Le doux déplacement qu’opère l’artiste vers une autre réalité commence au bassin appelé du Plat-Fond, à la silhouette chantournée si particulière. Dans la perspective du Grand Trianon, l’artiste a déposé sur l’eau un cube de verre d’une grande pureté : une maison de thé, qui n’a été montée qu’une fois, en 2016, à la biennale d’architecture de Venise. Comme en suspens sur l’étendue aquatique, elle impose sa transparence à l’extrémité d’une passerelle de bois. Sa structure simplissime est inspirée de l’histoire de Sen no Rikyū, figure du Japon féodal du XVIIIe siècle. Notable auprès d’un puissant seigneur de guerre, ce grand érudit révolutionna la cérémonie du thé, jusque-là organisée dans un cadre fastueux. Il la dépouilla de tout apparat. Deux tatamis, une porte si basse qu’il fallait baisser la tête pour entrer : le rituel se réduisait désormais à sa quintessence.

Chorégraphie, à l'occasion de l'inauguration de l'exposition, autour de la maison de thé Mondrian, installée sur le bassin du Plat-Fond dans les jardins du Grand Trianon. © Tadzio.

Aux yeux de Sugimoto, cette révolution minimaliste a posé les bases du concept esthétique japonais de wabi-sabi, qui signifie à fois plénitude, extrême sobriété et conscience du passage du temps. Il la rapproche de la relative frugalité que la reine autrichienne avait imposée dans ce havre de paix où elle venait se reposer des flamboyances de Versailles. « J’entends déjà communier les esprits de Marie-Antoinette et de Sen no Rikyū ! », s’amuse-t-il. Au moment de l’inauguration, un maître de thé est venu procéder à quelques cérémonies entre les quatre parois de verre que les visiteurs ont pu observer depuis ce petit théâtre de verdure. Une danseuse japonaise, Kaori Ito, a exécuté également une chorégraphie autour de l’éphémère bâtisse que Sugimoto a baptisée Mondrian, en hommage à la pureté des lignes du pionnier de l’abstraction.
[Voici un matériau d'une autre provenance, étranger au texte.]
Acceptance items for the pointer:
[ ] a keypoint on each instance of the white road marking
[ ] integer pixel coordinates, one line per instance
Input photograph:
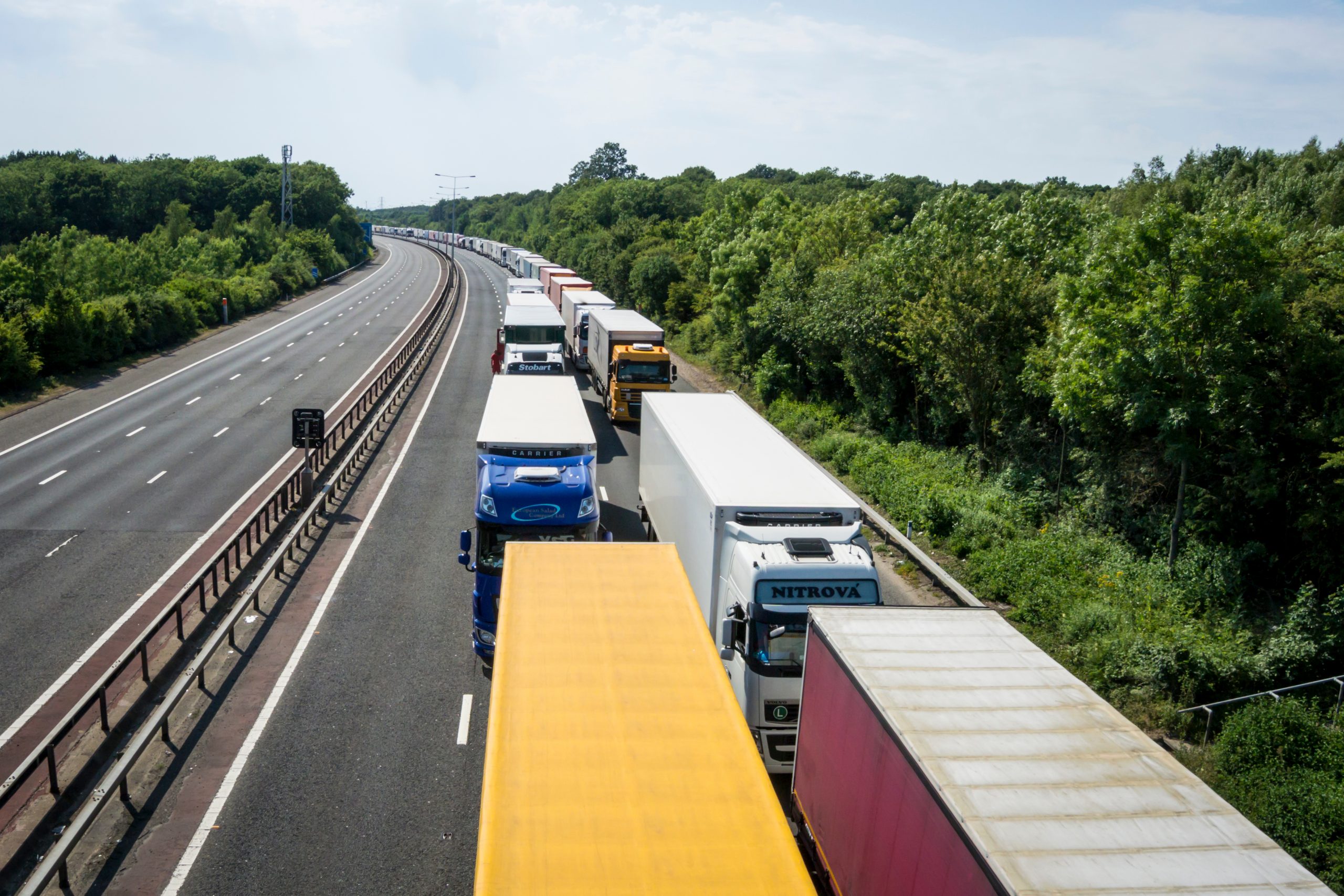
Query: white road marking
(464, 722)
(148, 593)
(62, 544)
(253, 738)
(169, 376)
Hiroshi Sugimoto, Petit Théatre de la Reine, Versailles. Courtesy de l'artiste & Gallery Koyanagi (Tokyo) ; Marian Goodman Gallery (New York, London, Paris) ; Fraenkel Gallery (San Francisco). © Hiroshi Sugimoto.

Le temps d’une vie en une image

Cette conscience aiguë du passage du temps, l’artiste la met également en scène au sein du petit théâtre que Marie-Antoinette commanda à l’architecte Richard Mique, en 1780, pour le Trianon. Il y a récemment produit une nouvelle image de sa série la plus fameuse, Theater, initiée dès la fin des années 1970. Chaque cliché obéit toujours au même principe : un film est projeté dans le cadre d’un théâtre ou d’un cinéma, et une prise de vue frontale est effectuée, durant toute la durée de la projection. En une seule image, c’est tout le temps d’un film qui se cristallise soudain. L’écran apparaît blanc, mais il est, en fait, chargé du fantôme de milliers de photogrammes qui, en se superposant, annulent finalement l’image. Pour cette nouvelle production in situ, c’est le Marie-Antoinette de Sophia Coppola qui a été projeté. Dévoilée au sein même des ors, blancs et bleus du théâtre, l’image aux mille nuances de gris produit une fascinante mise en abîme. D’autant plus que la figure de cire de la Reine, elle aussi photographiée par l’artiste, fait écho à cette mise en scène. « Avec le passage du temps, l’histoire devient un film qui, à son tour, devient une figure de cire, qui est ensuite transformée en photographie et ramenée à son lieu d’origine », résume Sugimoto, conscient de l’effet de vertige.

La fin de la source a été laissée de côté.